El punto de inflexión para la república romana no ocurrió cuando Julio César cruzó el Rubicón, el fermento empezó casi desde su nacimiento, cuando la gente ocasionó el invento jurídico genial del tribuno de la plebe; una magistratura que tenía como objetivo defender los intereses de esa mayoría que no había tenido la suerte de pertenecer a un linaje de los “pater familias” fundadores del Senado.
La república comenzó su declive con las reformas de los Gracos, seguidas por la guerra civil entre Mario y Sila, para desembocar en esa fractura insanable que acabó con optimates y populares.
Tras reelegirse procónsul de las Galias, Julio César decidió postularse al consulado, su amistad con Pompeyo había terminado tras la muerte de Julia –hija de César–. La relación entre los otrora yerno y suegro jamás fue igual. Una ley que permitía ser candidato sin comparecer en la ciudad deponiendo las magistraturas jamás fue transcripta a las tablas de bronce, fue una jugada sucia del grupo encabezado por Catón uticense que presionó a Pompeyo para sancionar ese fraude legal.
Cuando César proclamó su intención desde la Galia Transalpina, los senadores arguyeron que debía presentarse como ciudadano privado para poder participar en los comicios centuriados. El tribuno Marco Antonio ejerció su derecho de veto y fue sacado del recinto senatorial a golpes. Los optimates habían consumado un golpe de Estado que fue luego escalado por el legendario general romano. Era el fin de la república. El Estado romano mutaba hacia el principado, una forma de gobierno sometida a la voluntad de un “primus inter pares” que generaría engendros tan disímiles como Calígula o Antonino Pío.
Dicen que el nacimiento del imperio traía implícita su decadencia –aun cuando Roma como “caput mundi” duró unos 400 años más– lo cierto del caso es que la majestad de la ley fue degradándose poco a poco hacia la voluntad del princeps. Las garantías del ciudadano dieron paso a las arbitrariedades de un individuo
respaldado por la fuerza militar.
Leyendo el libro “La Edad de la Penumbra” de Catherine Nixey me encontré con una cita de Libanio –célebre profesor de retórica durante el siglo IV de nuestra era– en la que afirmaba: “en lugar de las espadas, existen las denuncias, los procesos y los juicios” a propósito de su virulento ataque contra los cristianos por constituirse en acusadores y verdugos de los que no profesaban su confesión.

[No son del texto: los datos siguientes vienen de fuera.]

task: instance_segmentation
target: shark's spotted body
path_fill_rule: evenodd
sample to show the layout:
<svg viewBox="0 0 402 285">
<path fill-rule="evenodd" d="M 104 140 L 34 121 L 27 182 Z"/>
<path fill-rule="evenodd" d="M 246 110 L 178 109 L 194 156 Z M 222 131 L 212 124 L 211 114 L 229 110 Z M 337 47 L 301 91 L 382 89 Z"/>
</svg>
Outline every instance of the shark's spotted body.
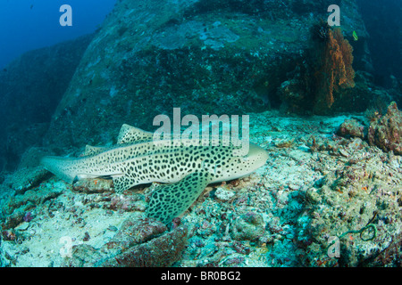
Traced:
<svg viewBox="0 0 402 285">
<path fill-rule="evenodd" d="M 252 143 L 248 153 L 236 156 L 233 145 L 156 143 L 152 138 L 152 133 L 123 125 L 113 147 L 87 146 L 82 157 L 45 157 L 42 164 L 71 183 L 80 178 L 110 176 L 116 192 L 142 183 L 167 183 L 154 190 L 147 213 L 169 223 L 183 213 L 208 183 L 245 176 L 268 158 L 264 149 Z"/>
</svg>

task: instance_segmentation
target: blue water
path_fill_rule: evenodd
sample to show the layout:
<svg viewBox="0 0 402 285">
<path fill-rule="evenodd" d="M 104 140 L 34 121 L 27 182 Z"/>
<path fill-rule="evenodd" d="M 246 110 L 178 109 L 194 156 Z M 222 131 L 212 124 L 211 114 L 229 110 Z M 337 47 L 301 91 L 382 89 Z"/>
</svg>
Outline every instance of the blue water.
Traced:
<svg viewBox="0 0 402 285">
<path fill-rule="evenodd" d="M 36 48 L 91 33 L 112 11 L 116 0 L 1 0 L 0 68 Z M 101 3 L 101 4 L 100 4 Z M 60 6 L 72 8 L 72 26 L 62 27 Z"/>
</svg>

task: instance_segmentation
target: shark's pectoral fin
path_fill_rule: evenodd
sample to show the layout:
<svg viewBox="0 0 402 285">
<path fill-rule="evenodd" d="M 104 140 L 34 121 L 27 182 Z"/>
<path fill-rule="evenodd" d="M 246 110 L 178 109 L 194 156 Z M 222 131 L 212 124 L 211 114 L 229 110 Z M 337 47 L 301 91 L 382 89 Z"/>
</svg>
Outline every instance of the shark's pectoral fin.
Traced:
<svg viewBox="0 0 402 285">
<path fill-rule="evenodd" d="M 157 186 L 151 195 L 147 216 L 164 224 L 182 214 L 212 181 L 208 172 L 195 172 L 180 181 Z"/>
<path fill-rule="evenodd" d="M 141 141 L 150 141 L 154 133 L 141 130 L 140 128 L 123 124 L 120 129 L 117 143 L 138 142 Z"/>
<path fill-rule="evenodd" d="M 122 191 L 138 184 L 137 179 L 125 175 L 112 176 L 113 180 L 114 191 L 121 193 Z"/>
</svg>

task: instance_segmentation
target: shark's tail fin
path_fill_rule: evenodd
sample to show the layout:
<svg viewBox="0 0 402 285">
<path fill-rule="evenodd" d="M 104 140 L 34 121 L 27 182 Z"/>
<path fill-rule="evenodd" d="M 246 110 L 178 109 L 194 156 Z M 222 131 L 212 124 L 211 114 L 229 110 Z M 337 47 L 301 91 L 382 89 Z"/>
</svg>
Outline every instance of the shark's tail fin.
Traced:
<svg viewBox="0 0 402 285">
<path fill-rule="evenodd" d="M 40 164 L 56 176 L 72 183 L 77 176 L 77 171 L 74 167 L 75 160 L 77 159 L 49 156 L 44 157 Z"/>
</svg>

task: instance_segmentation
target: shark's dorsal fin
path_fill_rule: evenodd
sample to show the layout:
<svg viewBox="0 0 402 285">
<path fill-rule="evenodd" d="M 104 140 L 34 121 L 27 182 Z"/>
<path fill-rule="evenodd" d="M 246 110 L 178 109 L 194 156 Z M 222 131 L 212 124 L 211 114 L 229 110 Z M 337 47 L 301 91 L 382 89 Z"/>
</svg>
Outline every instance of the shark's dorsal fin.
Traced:
<svg viewBox="0 0 402 285">
<path fill-rule="evenodd" d="M 85 146 L 84 153 L 81 154 L 81 157 L 98 154 L 98 153 L 105 151 L 106 149 L 107 149 L 107 147 L 105 147 L 105 146 L 92 146 L 92 145 L 87 144 Z"/>
<path fill-rule="evenodd" d="M 151 194 L 147 216 L 171 223 L 194 203 L 212 177 L 206 171 L 194 172 L 177 183 L 157 186 Z"/>
<path fill-rule="evenodd" d="M 117 143 L 136 142 L 139 141 L 152 140 L 154 134 L 141 130 L 140 128 L 123 124 L 120 129 Z"/>
</svg>

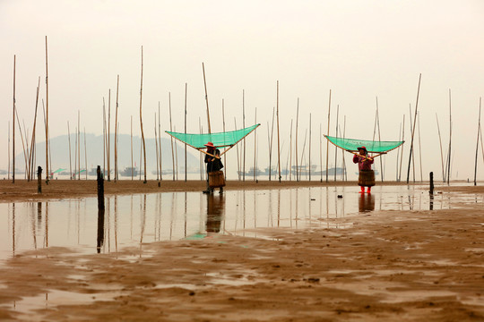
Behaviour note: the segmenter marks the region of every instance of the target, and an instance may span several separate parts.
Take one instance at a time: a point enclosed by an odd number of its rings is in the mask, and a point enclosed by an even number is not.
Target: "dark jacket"
[[[220,154],[220,151],[216,148],[212,151],[207,151],[210,154]],[[220,171],[221,168],[223,168],[223,164],[221,163],[221,159],[213,157],[209,155],[205,155],[205,163],[207,164],[207,172],[213,172],[213,171]]]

En el mundo de hoy se ha puesto de moda la intolerancia contra la prensa, se soslaya el imperio de la ley y aquí en el subsuelo, regresan las justificaciones ante la ejecución extrajudicial de delincuentes. Estos mismos son los que muchas veces van a misa los domingos en alguna iglesia encopetada de la Matrix o asisten a ver que traje nuevo se estrena un pastor neopentecostal. También cacarean Estado de derecho y certeza jurídica en una dicotomía que solo puede ser comprendida por una profunda carencia intelectual por razones endogámicas o la leche amamantada de la ignorancia que el dinero no cura de sus flatulencias.
El Estado de derecho supone la igualdad de todos ante la ley, algo que solo fue del diente al labio para aquellos que hoy pierden privilegios. Lastimosamente, nuestra situación no da para más, la corrupción es el aceite que lubrica el motor del subdesarrollo. No se puede combatir la ilegalidad con ilegalidad, así no funciona, pues al final se convierte en opresión de unos contra otros y el juego evoluciona al concepto suma cero. La coherencia es un espécimen inexistente en este ecosistema, ya es hora introducirlo.